THE MACKIES OF
DUNFERMLINE
In the Journal of the Tay Valley Family
History Society, No 29, of May 1991, Mrs Margaret McDonald (FFHS No
145), wrote an article on her "Dunfermline Ancestors," who included
John Beveridge Mackie (1848-1919), editor and proprietor of the
'Dunfermline Journal" (1903-1919). In it she wrote: "It cannot be
said that the Journal thrived financially under his aegis. Various
legends in the family account for this. One is that it was damaged by
the decline of the linen trade. My mother thought it was because her
father would not allow racing results to be published.
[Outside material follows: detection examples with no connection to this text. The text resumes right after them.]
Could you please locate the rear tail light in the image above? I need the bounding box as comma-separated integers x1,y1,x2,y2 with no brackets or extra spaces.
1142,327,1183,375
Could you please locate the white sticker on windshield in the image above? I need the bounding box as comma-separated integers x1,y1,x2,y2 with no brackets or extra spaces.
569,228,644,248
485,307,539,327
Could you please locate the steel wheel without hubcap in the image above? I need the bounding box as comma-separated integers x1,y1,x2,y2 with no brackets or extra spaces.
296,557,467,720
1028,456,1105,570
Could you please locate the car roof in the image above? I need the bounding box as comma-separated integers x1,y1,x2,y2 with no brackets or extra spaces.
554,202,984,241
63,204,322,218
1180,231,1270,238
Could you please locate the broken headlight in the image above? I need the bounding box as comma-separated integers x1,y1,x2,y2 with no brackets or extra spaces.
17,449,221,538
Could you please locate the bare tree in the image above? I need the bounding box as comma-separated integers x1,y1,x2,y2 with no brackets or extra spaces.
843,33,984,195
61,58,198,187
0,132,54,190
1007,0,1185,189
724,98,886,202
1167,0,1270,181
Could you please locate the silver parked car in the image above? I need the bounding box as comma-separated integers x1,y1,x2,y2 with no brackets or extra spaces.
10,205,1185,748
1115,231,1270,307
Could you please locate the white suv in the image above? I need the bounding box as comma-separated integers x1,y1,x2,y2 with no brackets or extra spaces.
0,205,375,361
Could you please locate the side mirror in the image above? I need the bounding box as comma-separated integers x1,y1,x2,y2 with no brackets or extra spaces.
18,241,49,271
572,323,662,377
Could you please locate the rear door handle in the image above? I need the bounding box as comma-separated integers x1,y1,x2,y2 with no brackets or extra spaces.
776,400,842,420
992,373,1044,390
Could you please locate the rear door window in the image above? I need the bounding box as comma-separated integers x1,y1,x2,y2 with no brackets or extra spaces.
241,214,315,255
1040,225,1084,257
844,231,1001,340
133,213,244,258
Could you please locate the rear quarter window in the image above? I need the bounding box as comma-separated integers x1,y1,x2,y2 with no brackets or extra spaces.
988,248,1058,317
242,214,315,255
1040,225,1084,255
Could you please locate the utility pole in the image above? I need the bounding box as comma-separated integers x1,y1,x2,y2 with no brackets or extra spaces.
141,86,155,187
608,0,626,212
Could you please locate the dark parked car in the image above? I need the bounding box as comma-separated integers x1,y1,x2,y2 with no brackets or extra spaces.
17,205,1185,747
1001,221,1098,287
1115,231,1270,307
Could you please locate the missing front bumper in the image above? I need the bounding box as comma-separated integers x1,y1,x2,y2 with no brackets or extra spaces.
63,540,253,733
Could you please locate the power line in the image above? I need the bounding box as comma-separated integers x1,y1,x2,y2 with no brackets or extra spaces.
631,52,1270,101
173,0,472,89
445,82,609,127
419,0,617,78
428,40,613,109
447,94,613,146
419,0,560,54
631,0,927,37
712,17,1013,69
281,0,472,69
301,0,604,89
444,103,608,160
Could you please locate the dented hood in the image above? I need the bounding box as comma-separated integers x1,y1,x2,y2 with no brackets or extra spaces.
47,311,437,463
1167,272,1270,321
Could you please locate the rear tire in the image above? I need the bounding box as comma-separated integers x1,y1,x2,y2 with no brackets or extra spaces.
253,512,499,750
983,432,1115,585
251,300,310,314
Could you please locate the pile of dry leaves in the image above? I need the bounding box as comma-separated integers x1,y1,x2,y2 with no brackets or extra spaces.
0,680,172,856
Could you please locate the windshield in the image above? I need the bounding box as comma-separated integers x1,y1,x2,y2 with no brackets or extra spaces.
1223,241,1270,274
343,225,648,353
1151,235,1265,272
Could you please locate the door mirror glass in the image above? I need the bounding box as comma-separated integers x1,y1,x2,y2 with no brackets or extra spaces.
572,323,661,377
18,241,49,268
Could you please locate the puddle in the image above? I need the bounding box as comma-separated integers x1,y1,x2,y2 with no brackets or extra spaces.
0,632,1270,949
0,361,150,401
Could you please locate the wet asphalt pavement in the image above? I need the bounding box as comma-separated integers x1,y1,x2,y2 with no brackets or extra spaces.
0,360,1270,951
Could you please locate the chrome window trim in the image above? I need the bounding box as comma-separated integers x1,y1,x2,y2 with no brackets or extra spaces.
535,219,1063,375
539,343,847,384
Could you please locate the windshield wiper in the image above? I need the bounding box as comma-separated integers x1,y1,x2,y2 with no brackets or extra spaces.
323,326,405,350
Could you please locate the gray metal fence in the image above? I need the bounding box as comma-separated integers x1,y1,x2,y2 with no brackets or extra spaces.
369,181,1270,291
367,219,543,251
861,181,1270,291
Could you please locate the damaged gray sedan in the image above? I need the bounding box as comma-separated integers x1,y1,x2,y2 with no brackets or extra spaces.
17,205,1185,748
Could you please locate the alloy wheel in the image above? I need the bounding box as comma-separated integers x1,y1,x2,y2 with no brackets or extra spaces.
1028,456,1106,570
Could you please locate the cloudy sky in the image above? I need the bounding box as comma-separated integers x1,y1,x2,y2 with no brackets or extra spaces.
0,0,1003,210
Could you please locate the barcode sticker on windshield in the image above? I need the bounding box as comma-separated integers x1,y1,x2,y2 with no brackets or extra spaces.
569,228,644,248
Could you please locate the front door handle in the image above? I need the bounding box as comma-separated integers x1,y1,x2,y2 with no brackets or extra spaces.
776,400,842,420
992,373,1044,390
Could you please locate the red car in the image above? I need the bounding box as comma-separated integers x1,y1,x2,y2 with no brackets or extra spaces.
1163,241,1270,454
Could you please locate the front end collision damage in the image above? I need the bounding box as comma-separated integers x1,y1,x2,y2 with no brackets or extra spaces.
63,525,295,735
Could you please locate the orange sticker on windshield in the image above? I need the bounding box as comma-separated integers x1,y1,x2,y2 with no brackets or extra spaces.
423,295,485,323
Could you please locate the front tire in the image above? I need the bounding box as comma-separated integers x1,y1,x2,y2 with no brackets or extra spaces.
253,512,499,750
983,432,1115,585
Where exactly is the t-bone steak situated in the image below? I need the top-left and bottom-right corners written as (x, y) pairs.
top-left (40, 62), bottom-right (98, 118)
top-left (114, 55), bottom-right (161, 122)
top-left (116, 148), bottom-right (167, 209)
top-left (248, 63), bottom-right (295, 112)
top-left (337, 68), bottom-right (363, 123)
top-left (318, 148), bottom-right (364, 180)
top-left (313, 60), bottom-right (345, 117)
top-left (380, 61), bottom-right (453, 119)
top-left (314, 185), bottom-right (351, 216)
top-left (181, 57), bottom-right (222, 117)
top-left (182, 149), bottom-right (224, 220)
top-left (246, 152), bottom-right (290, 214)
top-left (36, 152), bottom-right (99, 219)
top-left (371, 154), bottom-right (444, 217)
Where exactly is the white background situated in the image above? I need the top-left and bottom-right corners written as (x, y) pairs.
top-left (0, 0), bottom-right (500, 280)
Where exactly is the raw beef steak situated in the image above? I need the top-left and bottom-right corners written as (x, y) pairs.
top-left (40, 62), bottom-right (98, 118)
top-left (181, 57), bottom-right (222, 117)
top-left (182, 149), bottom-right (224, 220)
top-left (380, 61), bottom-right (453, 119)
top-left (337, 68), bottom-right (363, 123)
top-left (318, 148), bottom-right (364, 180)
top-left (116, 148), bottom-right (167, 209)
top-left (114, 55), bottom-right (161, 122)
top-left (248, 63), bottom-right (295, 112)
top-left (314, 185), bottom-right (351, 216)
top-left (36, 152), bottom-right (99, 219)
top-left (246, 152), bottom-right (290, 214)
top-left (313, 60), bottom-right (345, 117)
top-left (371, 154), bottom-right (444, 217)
Drink and
Gambling were the two scourges of weavers in his youth." I think Mrs
McDonald has been rather unkind to J B Mackie. At the time of his
death in May 1919 he left the Journal in quite a healthy position,
which enabled it to continue for a further 13 years, until Sep 1932,
when publication was suspended at the height of the
Depression.
JOHN BEVERIDGE MACKIE had been born in Gibb
Street, Dunfermline, on May 2 1848, the 3rd son of JOHN MACKIE
(1805-1891), and JANET SYME (1809-1882). His parents had married on
Dec 4 1841. Through her mother, he was related to two famous local
poets, Robert Gilfillan (1798-1850), and Henry Syme (1804-1884), who
were respectively her 2nd cousin and brother.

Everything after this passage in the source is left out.